From Machine Learning to Digital Humanities
- PhD Student:
- David Ing
- Co-Advisors :
- Lakhdar Saïs
- Saïd Jabbour
- Co-Supervisors :
- Fabien Delorme
- Nelly Robin
- Funding : Artois, Région HdF
- PhD defended on :
- Dec 13, 2024
Dimensionality reduction or the selection of relevant features is an important step in designing machine learning models, as well as for generating concise and understandable explanations in many sensitive applications. For classification algorithms, such as decision trees and random forests, many studies have focused on constructing optimal trees in terms of involved features, as well as generating the most relevant and accurate explanations.

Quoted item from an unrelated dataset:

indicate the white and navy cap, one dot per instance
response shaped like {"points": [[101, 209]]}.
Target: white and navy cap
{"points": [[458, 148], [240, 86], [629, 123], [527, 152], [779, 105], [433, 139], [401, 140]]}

This thesis, entitled “From Machine Learning to Digital Humanities” proposes significant improvements to classification algorithms, particularly in feature selection via Logical Analysis of Data (LAD), a pattern learning framework that combines optimization, Boolean functions, and combinatorics, an approach derived from discrete mathematics which is often overlooked by the AI community. We have also proposed a new measure of decision tree optimality, defined by the minimum number of features necessary for their construction. Experiments on large benchmark datasets show that our approach significantly reduces the number of features required to build decision trees and random forests, thus improving the explanation generation phase.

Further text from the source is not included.